You might consider leaving this off for funding in later rounds, but it’s important when you’re seeking seed funding. After all, most investors want to support a dynamic team with stellar credentials.

Provide a call to action

A great investor email should always end with a call to action, but take care to keep it reasonable. Refrain from closing the email with a request for a major investment, and try a more subtle method for moving the relationship forward instead.

For instance, ask to set up a brief call and provide a relatively specific time frame. If the investor is interested in your startup, request a 10-minute call the following week, and make it clear what you want to discuss. Remember that leaving the time frame too casual may mean that investors won’t feel compelled to act right away, and asking for a meeting that’s too time-consuming is guaranteed to put off busy investors.

Include a pitch deck

Whether you have a warm introduction or you’re sending a cold email, you want to give investors everything they need in order to carefully consider your ask. Always include a link to your pitch deck or attach it directly to the email.

If your email gets investors interested, you don’t want to waste their time by forcing them to ask you for more information or for a link to your pitch deck. Instead, make it easy and include everything they need in your initial email.

Don’t mislead

As a general rule, investors are savvy businesspeople who know a thing or two about funding startups. They receive countless pitches, and they can spot fake data or deceptive information from a mile away. Never try to mislead investors, whether you’re sending the first cold email, or you’re providing the 10th monthly update. Always be prepared to offer evidence or provide proof.

Update investors

After reaching seed stage, your work is far from over. You’re going to need support from your investors for the long term, and you need to build trust along the way. Aside from meeting all of your objectives with flying colors, the best way to do this is to keep your investors updated on a monthly basis.

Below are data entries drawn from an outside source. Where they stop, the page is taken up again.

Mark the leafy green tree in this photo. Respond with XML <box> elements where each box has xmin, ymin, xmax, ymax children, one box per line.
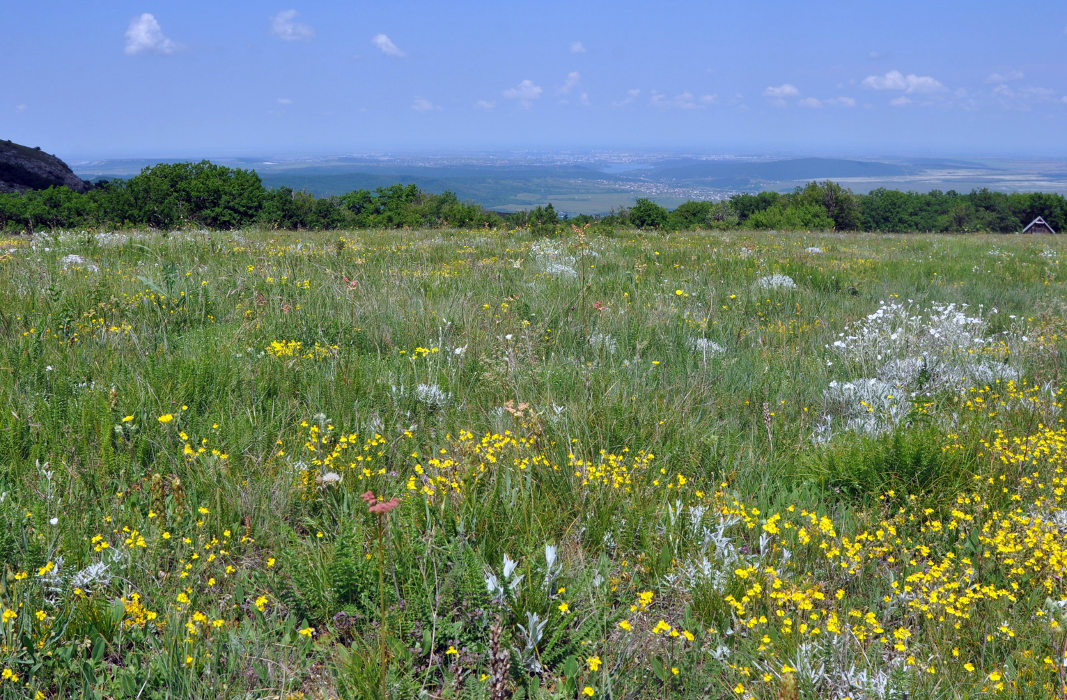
<box><xmin>630</xmin><ymin>197</ymin><xmax>667</xmax><ymax>228</ymax></box>
<box><xmin>792</xmin><ymin>180</ymin><xmax>863</xmax><ymax>230</ymax></box>
<box><xmin>730</xmin><ymin>191</ymin><xmax>781</xmax><ymax>223</ymax></box>
<box><xmin>746</xmin><ymin>204</ymin><xmax>833</xmax><ymax>230</ymax></box>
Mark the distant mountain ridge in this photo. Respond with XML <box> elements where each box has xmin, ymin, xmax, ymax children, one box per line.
<box><xmin>0</xmin><ymin>140</ymin><xmax>92</xmax><ymax>193</ymax></box>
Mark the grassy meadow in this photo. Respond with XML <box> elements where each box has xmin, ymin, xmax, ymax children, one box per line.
<box><xmin>0</xmin><ymin>230</ymin><xmax>1067</xmax><ymax>700</ymax></box>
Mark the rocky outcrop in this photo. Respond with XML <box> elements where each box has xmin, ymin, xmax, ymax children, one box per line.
<box><xmin>0</xmin><ymin>140</ymin><xmax>92</xmax><ymax>193</ymax></box>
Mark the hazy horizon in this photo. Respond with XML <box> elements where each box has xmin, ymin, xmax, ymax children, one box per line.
<box><xmin>0</xmin><ymin>0</ymin><xmax>1067</xmax><ymax>160</ymax></box>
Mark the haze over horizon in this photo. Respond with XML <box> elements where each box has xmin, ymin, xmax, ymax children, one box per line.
<box><xmin>6</xmin><ymin>0</ymin><xmax>1067</xmax><ymax>160</ymax></box>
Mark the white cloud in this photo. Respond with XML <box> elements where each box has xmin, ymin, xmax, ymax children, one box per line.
<box><xmin>763</xmin><ymin>82</ymin><xmax>800</xmax><ymax>99</ymax></box>
<box><xmin>986</xmin><ymin>70</ymin><xmax>1025</xmax><ymax>82</ymax></box>
<box><xmin>559</xmin><ymin>70</ymin><xmax>582</xmax><ymax>95</ymax></box>
<box><xmin>126</xmin><ymin>12</ymin><xmax>181</xmax><ymax>55</ymax></box>
<box><xmin>611</xmin><ymin>88</ymin><xmax>641</xmax><ymax>107</ymax></box>
<box><xmin>270</xmin><ymin>10</ymin><xmax>315</xmax><ymax>42</ymax></box>
<box><xmin>411</xmin><ymin>97</ymin><xmax>441</xmax><ymax>112</ymax></box>
<box><xmin>861</xmin><ymin>70</ymin><xmax>944</xmax><ymax>93</ymax></box>
<box><xmin>503</xmin><ymin>80</ymin><xmax>544</xmax><ymax>109</ymax></box>
<box><xmin>370</xmin><ymin>34</ymin><xmax>408</xmax><ymax>59</ymax></box>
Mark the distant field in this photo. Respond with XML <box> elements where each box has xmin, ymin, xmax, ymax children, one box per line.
<box><xmin>75</xmin><ymin>154</ymin><xmax>1067</xmax><ymax>216</ymax></box>
<box><xmin>0</xmin><ymin>228</ymin><xmax>1067</xmax><ymax>699</ymax></box>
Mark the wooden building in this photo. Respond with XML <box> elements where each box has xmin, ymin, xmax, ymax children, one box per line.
<box><xmin>1022</xmin><ymin>217</ymin><xmax>1056</xmax><ymax>234</ymax></box>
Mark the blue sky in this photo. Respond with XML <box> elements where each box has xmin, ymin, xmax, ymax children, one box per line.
<box><xmin>0</xmin><ymin>0</ymin><xmax>1067</xmax><ymax>159</ymax></box>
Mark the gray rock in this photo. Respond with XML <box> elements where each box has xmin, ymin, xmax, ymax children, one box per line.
<box><xmin>0</xmin><ymin>140</ymin><xmax>92</xmax><ymax>193</ymax></box>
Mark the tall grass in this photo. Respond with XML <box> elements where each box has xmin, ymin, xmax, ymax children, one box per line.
<box><xmin>0</xmin><ymin>230</ymin><xmax>1067</xmax><ymax>698</ymax></box>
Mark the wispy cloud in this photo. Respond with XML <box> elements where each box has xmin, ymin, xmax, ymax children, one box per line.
<box><xmin>411</xmin><ymin>97</ymin><xmax>441</xmax><ymax>112</ymax></box>
<box><xmin>763</xmin><ymin>82</ymin><xmax>800</xmax><ymax>99</ymax></box>
<box><xmin>370</xmin><ymin>34</ymin><xmax>408</xmax><ymax>59</ymax></box>
<box><xmin>611</xmin><ymin>88</ymin><xmax>641</xmax><ymax>107</ymax></box>
<box><xmin>992</xmin><ymin>83</ymin><xmax>1056</xmax><ymax>112</ymax></box>
<box><xmin>860</xmin><ymin>70</ymin><xmax>944</xmax><ymax>94</ymax></box>
<box><xmin>650</xmin><ymin>91</ymin><xmax>718</xmax><ymax>110</ymax></box>
<box><xmin>503</xmin><ymin>80</ymin><xmax>544</xmax><ymax>109</ymax></box>
<box><xmin>126</xmin><ymin>12</ymin><xmax>181</xmax><ymax>55</ymax></box>
<box><xmin>270</xmin><ymin>10</ymin><xmax>315</xmax><ymax>42</ymax></box>
<box><xmin>559</xmin><ymin>70</ymin><xmax>582</xmax><ymax>95</ymax></box>
<box><xmin>986</xmin><ymin>70</ymin><xmax>1025</xmax><ymax>83</ymax></box>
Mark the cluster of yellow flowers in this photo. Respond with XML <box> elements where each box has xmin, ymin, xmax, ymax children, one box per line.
<box><xmin>267</xmin><ymin>340</ymin><xmax>338</xmax><ymax>360</ymax></box>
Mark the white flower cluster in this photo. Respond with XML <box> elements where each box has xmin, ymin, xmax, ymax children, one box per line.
<box><xmin>689</xmin><ymin>338</ymin><xmax>727</xmax><ymax>357</ymax></box>
<box><xmin>814</xmin><ymin>300</ymin><xmax>1020</xmax><ymax>442</ymax></box>
<box><xmin>60</xmin><ymin>253</ymin><xmax>100</xmax><ymax>272</ymax></box>
<box><xmin>755</xmin><ymin>274</ymin><xmax>797</xmax><ymax>289</ymax></box>
<box><xmin>530</xmin><ymin>240</ymin><xmax>578</xmax><ymax>277</ymax></box>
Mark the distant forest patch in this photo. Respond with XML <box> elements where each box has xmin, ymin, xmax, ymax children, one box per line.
<box><xmin>0</xmin><ymin>160</ymin><xmax>1067</xmax><ymax>234</ymax></box>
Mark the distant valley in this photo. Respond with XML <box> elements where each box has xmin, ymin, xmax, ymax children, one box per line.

Use a standardized format that highlights all the key points they need to know. Outline your top priorities for the month, summarize product updates, provide a brief financial update, and list your key performance indicators (KPIs). Limit substantial requests to one per email to keep things concise and to the point.

Remember to maintain a standard frequency for investor updates, which means emailing them even when you don’t have good news to share. You need investors to trust you, and they may have helpful advice or groundbreaking solutions to help you move forward.